Ces trois situations ne sont pas détachables des dispositions particulières qui les ont évaluées et conduites jusqu’à nous. C’est-à-dire que nous n’avons connaissance que d’images produites par le mélange de faits et de représentations dont elles ont été l’occasion. Le cinéma de Méliès a longtemps été tenu pour la source d’un genre mineur du cinéma : l’affirmation trop forte du spectaculaire y interpelle de manière trop aiguë le réalisme supposé de la machine cinématographique 14. Le génie soviétique du montage est associé à un art de l’idée qui saurait traiter le réel comme une réserve de signes où puiser la matière d’une démonstration qui concerne son sens. Et l’industrialisation américaine, capable de produire avec des êtres réels socialement inexistants des êtres fictionnels pourtant terriblement charnels, est souvent comprise comme l’origine d’un monde propice au repos des travailleurs, cependant magnifié par l’inventivité de quelques réalisateurs inventifs.

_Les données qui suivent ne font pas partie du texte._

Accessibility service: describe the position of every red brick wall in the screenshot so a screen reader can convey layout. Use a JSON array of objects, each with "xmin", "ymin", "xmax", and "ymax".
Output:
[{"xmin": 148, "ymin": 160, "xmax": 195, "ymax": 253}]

Ces portraits ne font pas l’unanimité ; cependant, ils désignent des positions majoritaires et suffisamment consensuelles pour qu’elles apparaissent comme des points de départ presque obligatoires de toute réflexion. La situation actuelle est loin d’être aussi tranchée. Les visions de l’impact numérique sur le cinéma sont très différentes : tout se passe comme si le contexte actuel permettait l’expression de dispositions variées. Le cinéma lui-même est l’objet d’opinions incompatibles, qui pourtant ne se contredisent pas entièrement. Nous essaierons d’éclairer la question en examinant certains débats auxquels ont donné lieu des événements cinématographiques récents.